A total of 30% of SMEs perceived more difficult credit approval, down from 35% previously.
Around 30% of small and medium-sized enterprises (SMEs) believe it was more difficult to get credit approval in the first quarter of the year, compared to 35% in the previous quarter, the Hong Kong Monetary Authority (HKMA) has reported.
In line with this, 70% of SMEs perceived credit approval stance during the quarter is similar, if not easier, compared to 65% in the preceding quarter.
Moreover, amongst respondents with existing credit lines, 93% said it was easier or unchanged, slightly lower than the 95% recorded in fourth quarter of 2020. The other 7% reported banks’ stance was tighter.

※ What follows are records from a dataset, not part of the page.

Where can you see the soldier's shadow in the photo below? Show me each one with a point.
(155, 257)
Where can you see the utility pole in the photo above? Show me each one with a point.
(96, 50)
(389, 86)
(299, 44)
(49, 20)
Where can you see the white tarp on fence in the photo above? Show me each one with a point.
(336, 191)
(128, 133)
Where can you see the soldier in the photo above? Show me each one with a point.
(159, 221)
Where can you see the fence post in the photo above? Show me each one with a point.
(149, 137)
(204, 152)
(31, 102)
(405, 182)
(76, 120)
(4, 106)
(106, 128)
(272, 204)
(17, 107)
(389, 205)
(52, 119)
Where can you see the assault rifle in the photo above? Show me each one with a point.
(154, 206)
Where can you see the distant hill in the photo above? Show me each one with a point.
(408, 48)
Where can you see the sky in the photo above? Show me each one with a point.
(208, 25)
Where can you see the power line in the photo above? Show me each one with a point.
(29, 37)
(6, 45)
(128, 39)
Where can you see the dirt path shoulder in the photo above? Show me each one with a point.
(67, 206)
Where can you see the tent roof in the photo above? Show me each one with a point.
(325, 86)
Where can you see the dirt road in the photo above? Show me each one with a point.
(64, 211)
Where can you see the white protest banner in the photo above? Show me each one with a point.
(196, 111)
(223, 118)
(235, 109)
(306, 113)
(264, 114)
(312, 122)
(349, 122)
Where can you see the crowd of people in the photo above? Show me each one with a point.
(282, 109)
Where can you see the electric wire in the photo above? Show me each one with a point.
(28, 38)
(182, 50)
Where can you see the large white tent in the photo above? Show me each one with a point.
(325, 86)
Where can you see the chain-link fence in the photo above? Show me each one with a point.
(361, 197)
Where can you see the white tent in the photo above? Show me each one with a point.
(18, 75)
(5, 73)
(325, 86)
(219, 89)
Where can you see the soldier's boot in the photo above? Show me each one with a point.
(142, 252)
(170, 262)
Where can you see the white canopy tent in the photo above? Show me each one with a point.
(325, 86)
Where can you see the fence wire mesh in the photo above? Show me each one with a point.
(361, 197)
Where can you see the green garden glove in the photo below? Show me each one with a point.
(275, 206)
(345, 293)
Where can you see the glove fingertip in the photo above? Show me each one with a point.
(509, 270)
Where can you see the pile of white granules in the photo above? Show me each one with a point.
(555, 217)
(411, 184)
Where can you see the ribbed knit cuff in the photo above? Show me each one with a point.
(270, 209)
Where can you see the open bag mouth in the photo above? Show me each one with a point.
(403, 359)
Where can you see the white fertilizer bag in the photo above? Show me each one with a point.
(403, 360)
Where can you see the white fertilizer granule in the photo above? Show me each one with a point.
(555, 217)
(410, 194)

The survey noted that “tighter stance on existing credit lines” may mean reducing unused and used credit lines, raising interest rate, imposing additional collateral requirements or shortening loan tenor.
Meanwhile, 4% of the respondents reported applying for a new bank credit during the quarter. Amongst those who already know their application outcomes, 92% (Q4 2020: 93%) reported fully or partially successful applications, whilst 8% (Q4 2020: 7%) reported unsuccessful applications.
The HKMA, through the Hong Kong Productivity Council, conducted a survey on SMEs’ credit conditions during the quarter to monitor access of SMEs to bank credit.
The quarterly survey, launched in 2016, covered about 2,500 SMEs across different sectors.